Article 6 : M. Y est constitué débiteur envers la commune de Fréjus de la somme de 206 € (deux cent six euros) au titre de l’exercice 2010, somme portant intérêts au taux légal à compter du 7 décembre 2013 et M. Z de la somme de 618 € (six cent dix-huit euros) au titre des exercices 2010 et 2011, somme portant intérêts au taux légal à compter du 30 novembre 2013 (charge n° 6) ;

Article 7 : M. Z…, est constitué débiteur envers la commune de Fréjus de la somme de 11 421,60 € (onze mille quatre cent vingt-et-un euros, soixante centimes) au titre de l’exercice 2011, somme portant intérêts au taux légal à compter du 30 novembre 2013 (charge n° 7) ;

Article 8 : M. Z…, est constitué débiteur envers la commune de Fréjus de la somme de 7 446 € (sept mille quatre cent quarante-six euros) au titre de l’exercice 2011, somme portant intérêts au taux légal à compter du 30 novembre 2013 (charge n° 8) ;


Article 9 : Il est sursis à la décharge de M. X…, pour sa gestion de l’exercice 2008, de M. Y pour sa gestion de l’exercice 2010 jusqu’au 30 juin et M. Z…, pour sa gestion de l’exercice 2010, à compter du 1er juillet et de l’exercice 2011 ;

Article 10 : M. X…, est déchargé de sa gestion de l’exercice 2009 jusqu’au 31 mars et M. Y…, de sa gestion de l’exercice 2009 du 1er avril au 31 décembre.

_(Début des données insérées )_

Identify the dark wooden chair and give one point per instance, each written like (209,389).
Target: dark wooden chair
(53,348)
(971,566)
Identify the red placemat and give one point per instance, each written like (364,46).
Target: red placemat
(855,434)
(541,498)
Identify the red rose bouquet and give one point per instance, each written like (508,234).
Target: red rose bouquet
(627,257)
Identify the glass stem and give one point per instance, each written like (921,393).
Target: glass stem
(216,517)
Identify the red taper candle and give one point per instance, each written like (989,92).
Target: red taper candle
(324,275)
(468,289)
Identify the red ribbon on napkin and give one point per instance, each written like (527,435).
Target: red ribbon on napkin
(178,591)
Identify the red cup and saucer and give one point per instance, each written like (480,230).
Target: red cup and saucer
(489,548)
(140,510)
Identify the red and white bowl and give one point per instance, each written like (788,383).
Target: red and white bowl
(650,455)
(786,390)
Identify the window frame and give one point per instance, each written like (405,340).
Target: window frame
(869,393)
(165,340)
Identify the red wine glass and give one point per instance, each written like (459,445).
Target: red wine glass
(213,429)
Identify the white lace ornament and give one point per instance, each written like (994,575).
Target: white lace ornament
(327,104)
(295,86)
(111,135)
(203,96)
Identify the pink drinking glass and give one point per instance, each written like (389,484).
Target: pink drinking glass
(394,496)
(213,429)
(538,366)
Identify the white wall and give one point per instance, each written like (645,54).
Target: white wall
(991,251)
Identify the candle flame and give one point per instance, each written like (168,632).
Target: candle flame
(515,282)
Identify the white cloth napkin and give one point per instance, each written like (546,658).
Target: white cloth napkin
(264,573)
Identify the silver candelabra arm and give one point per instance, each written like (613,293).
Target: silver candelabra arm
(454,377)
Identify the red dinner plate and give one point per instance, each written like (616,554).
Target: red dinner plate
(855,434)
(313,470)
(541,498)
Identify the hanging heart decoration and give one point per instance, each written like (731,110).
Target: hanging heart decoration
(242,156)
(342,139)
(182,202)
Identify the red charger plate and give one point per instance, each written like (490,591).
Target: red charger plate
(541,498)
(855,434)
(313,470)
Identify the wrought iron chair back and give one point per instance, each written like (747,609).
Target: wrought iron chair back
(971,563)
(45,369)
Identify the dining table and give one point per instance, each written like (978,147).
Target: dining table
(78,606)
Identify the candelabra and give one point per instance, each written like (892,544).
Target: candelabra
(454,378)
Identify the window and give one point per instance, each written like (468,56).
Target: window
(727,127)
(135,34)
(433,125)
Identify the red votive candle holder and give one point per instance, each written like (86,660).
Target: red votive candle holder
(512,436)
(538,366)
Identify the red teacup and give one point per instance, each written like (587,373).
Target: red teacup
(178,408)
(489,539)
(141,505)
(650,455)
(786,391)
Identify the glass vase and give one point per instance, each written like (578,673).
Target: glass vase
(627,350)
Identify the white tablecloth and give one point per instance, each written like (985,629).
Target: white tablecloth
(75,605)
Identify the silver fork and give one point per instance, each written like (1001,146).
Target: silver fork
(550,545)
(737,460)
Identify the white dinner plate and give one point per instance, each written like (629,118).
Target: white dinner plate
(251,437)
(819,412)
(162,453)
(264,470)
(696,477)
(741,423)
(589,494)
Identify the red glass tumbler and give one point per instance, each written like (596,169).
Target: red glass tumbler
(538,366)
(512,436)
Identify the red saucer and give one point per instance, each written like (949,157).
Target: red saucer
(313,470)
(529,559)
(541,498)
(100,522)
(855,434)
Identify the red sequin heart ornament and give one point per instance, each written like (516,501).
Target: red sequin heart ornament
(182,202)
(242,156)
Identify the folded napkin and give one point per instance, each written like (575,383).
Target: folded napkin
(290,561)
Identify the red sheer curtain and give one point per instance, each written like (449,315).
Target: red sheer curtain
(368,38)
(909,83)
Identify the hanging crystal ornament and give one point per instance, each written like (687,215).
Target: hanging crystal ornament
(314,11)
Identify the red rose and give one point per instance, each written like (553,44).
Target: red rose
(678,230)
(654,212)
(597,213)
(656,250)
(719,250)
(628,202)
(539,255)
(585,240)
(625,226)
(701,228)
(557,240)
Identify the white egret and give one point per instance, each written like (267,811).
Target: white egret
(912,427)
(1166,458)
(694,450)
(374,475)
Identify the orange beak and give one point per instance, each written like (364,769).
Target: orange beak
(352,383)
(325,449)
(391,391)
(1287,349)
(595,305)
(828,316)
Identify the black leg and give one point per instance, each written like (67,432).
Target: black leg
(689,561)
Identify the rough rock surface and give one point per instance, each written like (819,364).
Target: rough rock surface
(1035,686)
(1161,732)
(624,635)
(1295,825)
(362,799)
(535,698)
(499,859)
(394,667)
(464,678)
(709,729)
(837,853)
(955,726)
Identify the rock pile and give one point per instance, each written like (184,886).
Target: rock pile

Fait et jugé à la chambre régionale des comptes de Provence-Alpes-Côte d’Azur,le vingt-deux mai deux mille quatorze.

Présents : M. Louis Vallernaud, président, MM. Bernard Debruyne et Marc Larue, présidents de section, Mme Hélène Motuel-Fabre, présidente de section et M. Renan Mégy, conseiller.

Le greffier,

Bertrand MARQUÈS

Le président,

Louis VALLERNAUD

La République française mande et ordonne à tous huissiers de justice, sur ce requis, de mettre ledit jugement à exécution, aux procureurs généraux et aux procureurs de la République près les tribunaux de grande instance d’y tenir la main, à tous les commandants et officiers de la force publique de prêter main forte lorsqu’ils en seront légalement requis.